Un soir, nous décidons d'aller prendre l'air après dîner. Nous descendons dans la rue, il fait nuit, l'air est doux. Au bout de quelques mètres, nous devons traverser la route. Je regarde à gauche, à droite, personne en vue, hop nous nous engageons sur la chaussée. Alors que nous sommes sur le point d'atteindre le trottoir opposé, un bolide surgit du bout de la rue à toute vitesse et nous dépasse sans ralentir. Nous avons tout juste le temps de sauter sur le trottoir pour échapper à une mort certaine.
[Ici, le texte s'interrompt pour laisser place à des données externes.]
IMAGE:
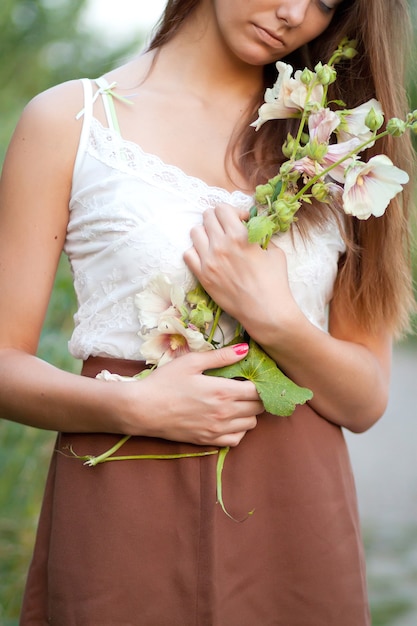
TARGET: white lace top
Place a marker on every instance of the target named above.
(130, 219)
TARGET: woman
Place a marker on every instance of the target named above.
(143, 542)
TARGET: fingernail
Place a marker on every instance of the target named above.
(241, 348)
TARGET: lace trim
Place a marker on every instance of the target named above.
(126, 156)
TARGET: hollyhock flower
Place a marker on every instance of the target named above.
(287, 97)
(159, 297)
(172, 339)
(370, 186)
(352, 122)
(335, 153)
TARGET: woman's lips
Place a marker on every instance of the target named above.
(269, 37)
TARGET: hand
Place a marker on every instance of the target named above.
(249, 283)
(179, 403)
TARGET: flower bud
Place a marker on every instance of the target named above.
(316, 151)
(374, 119)
(396, 127)
(201, 316)
(285, 210)
(326, 75)
(347, 49)
(263, 192)
(306, 76)
(320, 192)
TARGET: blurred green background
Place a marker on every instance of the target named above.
(44, 42)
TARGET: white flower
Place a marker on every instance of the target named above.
(287, 97)
(370, 186)
(336, 152)
(352, 122)
(106, 375)
(159, 297)
(172, 339)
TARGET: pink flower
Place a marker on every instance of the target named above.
(159, 297)
(369, 187)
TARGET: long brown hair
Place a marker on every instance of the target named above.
(374, 281)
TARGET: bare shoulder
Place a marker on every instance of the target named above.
(53, 107)
(132, 73)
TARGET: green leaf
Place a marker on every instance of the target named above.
(279, 394)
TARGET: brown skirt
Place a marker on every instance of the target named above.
(144, 543)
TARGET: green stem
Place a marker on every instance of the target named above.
(158, 457)
(331, 167)
(215, 323)
(103, 457)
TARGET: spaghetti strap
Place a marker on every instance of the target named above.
(87, 113)
(105, 89)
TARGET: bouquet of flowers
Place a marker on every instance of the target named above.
(323, 164)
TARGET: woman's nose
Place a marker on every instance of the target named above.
(292, 12)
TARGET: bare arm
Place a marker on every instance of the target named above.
(34, 195)
(347, 370)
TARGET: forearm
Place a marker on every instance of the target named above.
(349, 384)
(38, 394)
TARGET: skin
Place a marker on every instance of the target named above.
(200, 81)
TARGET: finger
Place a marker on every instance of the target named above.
(193, 261)
(228, 219)
(221, 357)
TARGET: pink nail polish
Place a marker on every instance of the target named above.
(241, 348)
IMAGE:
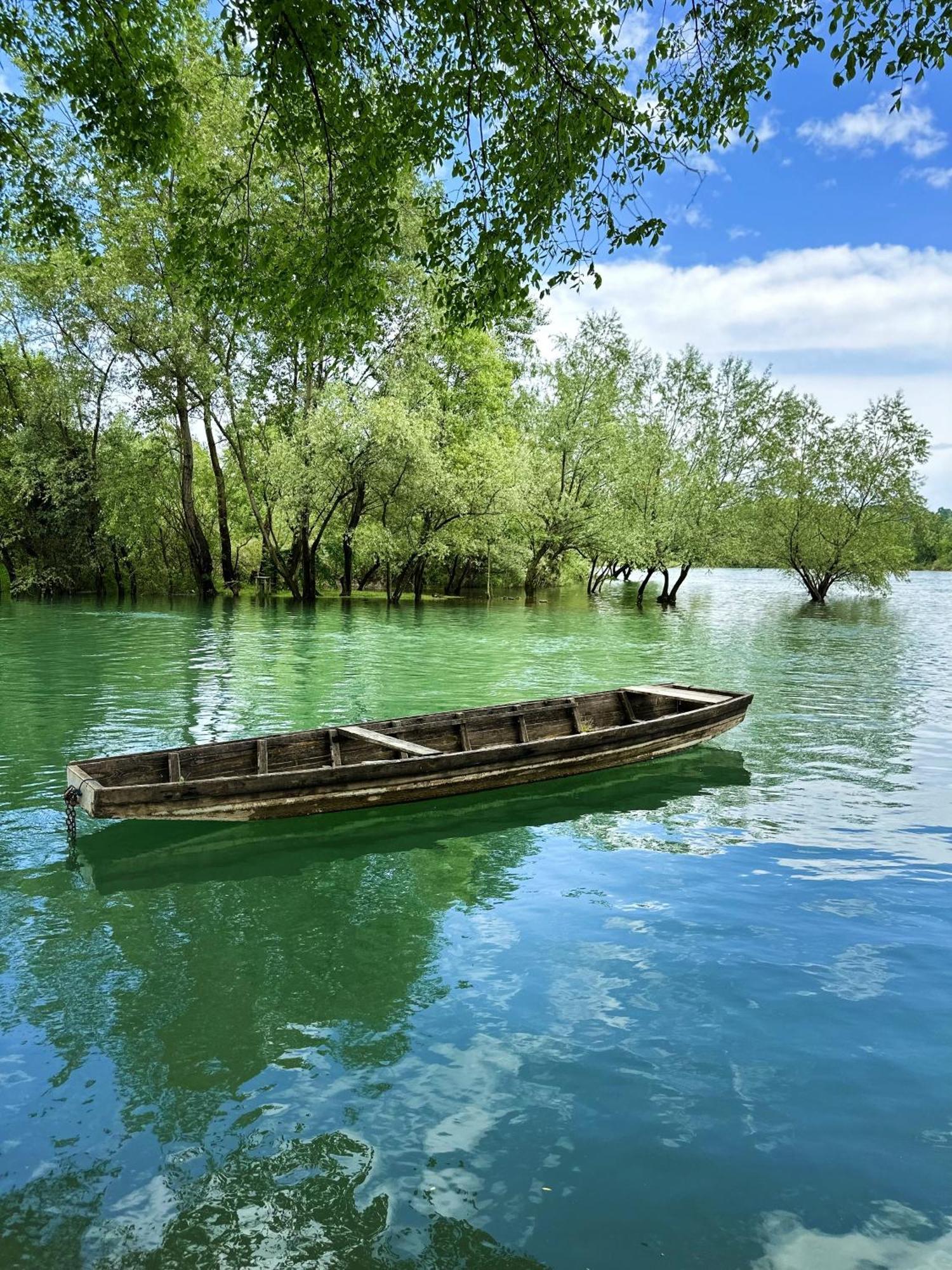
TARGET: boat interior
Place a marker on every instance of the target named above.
(420, 736)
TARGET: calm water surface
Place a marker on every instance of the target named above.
(695, 1015)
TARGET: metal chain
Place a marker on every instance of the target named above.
(72, 798)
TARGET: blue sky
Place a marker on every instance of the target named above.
(826, 255)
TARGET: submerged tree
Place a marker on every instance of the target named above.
(838, 502)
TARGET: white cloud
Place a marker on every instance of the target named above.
(766, 129)
(912, 129)
(847, 323)
(940, 178)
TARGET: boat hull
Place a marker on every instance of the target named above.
(408, 780)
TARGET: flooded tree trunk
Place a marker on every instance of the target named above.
(420, 578)
(309, 585)
(117, 573)
(10, 566)
(682, 576)
(532, 573)
(347, 582)
(199, 552)
(365, 580)
(228, 566)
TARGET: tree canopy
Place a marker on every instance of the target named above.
(538, 124)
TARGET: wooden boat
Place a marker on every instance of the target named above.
(404, 760)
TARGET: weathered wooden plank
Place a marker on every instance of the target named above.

Mon amie est abasourdie. Je fais de grands gestes avec les bras pour dire de ralentir. Dans son rétroviseur, le chauffard m'a vu. Les feux de freinage s'allument, la voiture s'arrête à une trentaine de mètres. La portière s'ouvre, et un homme trapu en sort, le visage fermé et menaçant. Nous échangeons quelques mots de circonstance. J'exprime mon mécontentement et il répond par l'insulte. Si j'avais été seul, j'aurais évité la confrontation. Mais les femmes ont ce pouvoir de faire faire aux hommes des choses insensées. Je dis à ma douce amie : pars, cours si tu peux, ça ne va pas être joli. En effet, je fais 70kg et le taureau à quelques mètres de moi doit en faire 120. Ses biceps sont si gros que ses bras pendent à 20cm de son corps. Je calcule rapidement mes chances. S'il me met la main dessus, je suis fini. Mais j'ai un plan. Pendant que ma compagne s'éloigne sur mon conseil et que le bestiau s'avance vers moi à pas lourds, je me mets face à lui, au milieu de la route. Je fais quelques pas dans sa direction, puis j'enlève mes savates, lentement. Je me baisse pour les ramasser, sans jamais lâcher mon adversaire du regard. Chaque muscle de mon corps est en alerte. Je suis prêt à courir. Je me glisse dans la peau de mon personnage, un fou furieux. Alors qu'il continue à s'avancer vers moi en me débitant ses vulgarités, je garde le silence, je le fixe le front baissé, je serre la mâchoire et je respire entre mes dents. De l'écume de salive se forme aux coins de ma bouche. J'ai une savate dans chaque main. Il s'arrête, il est assez proche pour entendre ma respiration. Ma posture de fauve prêt à bondir le met mal à l'aise. Dans le court silence qui suit, je lui lâche cette phrase que je n'ai jamais oubliée : je vais t'arracher les yeux des orbites. Je l'ai dite en anglais, car sur son crâne épais, le français n'aurait pas eu beaucoup d'effet. Là, le coup n'a pas manqué. Un éclair d'incompréhension a traversé son visage, et il m'a répondu : tu es complètement malade ! avant de faire demi-tour illico presto.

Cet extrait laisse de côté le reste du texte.